Saturday, October 25, 2008
Over the years, some of the posts here at MOJ, by Rick Garnett and others, have concerned constitutional controversies (e.g., capital punishment) and the proper role of the courts--especially the proper role of SCOTUS--is resolving such controversies. I recently posted a paper at SSRN that addresses, among other, related issues, the question what it means, or should mean, to "interpret" the constitutional text. Some MOJ readers may be interested. Here's the SSRN link, where the paper can be downloaded: Perry Paper.
And here's the abstract:
Some Comments on the U.S. Constitution and Judicial Review
Michael J. Perry
Emory University School of Law; University of San Diego - School of Law
Emory Public Law Research Paper No. 08-46
San Diego Legal Studies Paper No. 08-078
This essay is my contribution to a symposium on originalism, to be held at the University of Western Ontario in October 2008. In the essay, I address the question What does it mean - or, at least, what should it mean - to 'interpret' the constitutional text? I then explain that one's answer to that question - even if one's answer is originalist - does not entail any particular answer to two further, distinct questions:
(1) How large a role, or how small, should the U.S. Supreme Court play in specifying - in rendering more determinate - a constitutional norm that is implicated by, but underdeterminate in the context of, one or another constitutional controversy?
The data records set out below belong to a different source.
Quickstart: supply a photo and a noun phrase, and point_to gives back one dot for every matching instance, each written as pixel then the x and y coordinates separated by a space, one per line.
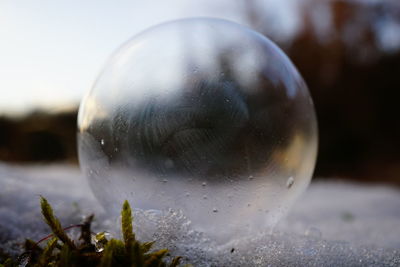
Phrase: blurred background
pixel 348 51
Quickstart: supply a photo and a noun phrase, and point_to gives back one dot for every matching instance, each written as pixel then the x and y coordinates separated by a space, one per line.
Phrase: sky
pixel 52 51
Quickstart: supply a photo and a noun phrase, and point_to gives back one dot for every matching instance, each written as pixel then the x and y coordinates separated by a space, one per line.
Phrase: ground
pixel 334 223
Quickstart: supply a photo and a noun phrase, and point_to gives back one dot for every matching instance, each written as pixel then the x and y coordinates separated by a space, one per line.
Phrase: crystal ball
pixel 201 116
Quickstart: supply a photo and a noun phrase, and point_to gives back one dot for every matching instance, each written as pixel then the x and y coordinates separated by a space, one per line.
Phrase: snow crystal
pixel 333 224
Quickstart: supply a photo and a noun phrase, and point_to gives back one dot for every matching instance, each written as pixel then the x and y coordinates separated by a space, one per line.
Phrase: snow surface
pixel 333 224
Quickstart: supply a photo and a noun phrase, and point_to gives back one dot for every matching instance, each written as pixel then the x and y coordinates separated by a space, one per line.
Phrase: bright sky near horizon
pixel 52 51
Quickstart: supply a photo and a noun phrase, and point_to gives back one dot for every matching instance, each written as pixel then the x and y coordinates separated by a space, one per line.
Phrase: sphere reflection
pixel 204 116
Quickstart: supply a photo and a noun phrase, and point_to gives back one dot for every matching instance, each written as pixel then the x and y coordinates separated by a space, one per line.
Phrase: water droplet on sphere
pixel 290 182
pixel 179 120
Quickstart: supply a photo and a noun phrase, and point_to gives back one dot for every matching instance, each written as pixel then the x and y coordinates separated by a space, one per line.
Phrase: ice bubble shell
pixel 201 116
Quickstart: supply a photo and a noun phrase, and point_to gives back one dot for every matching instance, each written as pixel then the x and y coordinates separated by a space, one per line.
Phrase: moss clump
pixel 61 250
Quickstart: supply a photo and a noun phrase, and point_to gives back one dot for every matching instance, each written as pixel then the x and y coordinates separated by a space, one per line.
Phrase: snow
pixel 335 223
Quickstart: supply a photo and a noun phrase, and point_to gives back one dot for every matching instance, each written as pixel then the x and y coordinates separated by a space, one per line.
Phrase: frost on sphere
pixel 195 108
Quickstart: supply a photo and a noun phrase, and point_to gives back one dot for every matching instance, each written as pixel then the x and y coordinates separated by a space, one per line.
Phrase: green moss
pixel 61 250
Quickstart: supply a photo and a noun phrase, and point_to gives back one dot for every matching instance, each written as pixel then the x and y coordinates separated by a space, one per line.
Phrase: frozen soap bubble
pixel 203 116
(2) In resolving constitutional controversies, should the U.S. Supreme Court always proceed, at least in part, on the basis of what it believes to be the correct interpretation of the constitutional text?
I conclude this essay with a question I have addressed elsewhere, and to which I will eventually return: In specifying entrenched but contextually underdeterminate human rights norms, should the U.S. Supreme Court take the path of Thayerian deference?
Comments and questions welcome - indeed, invited.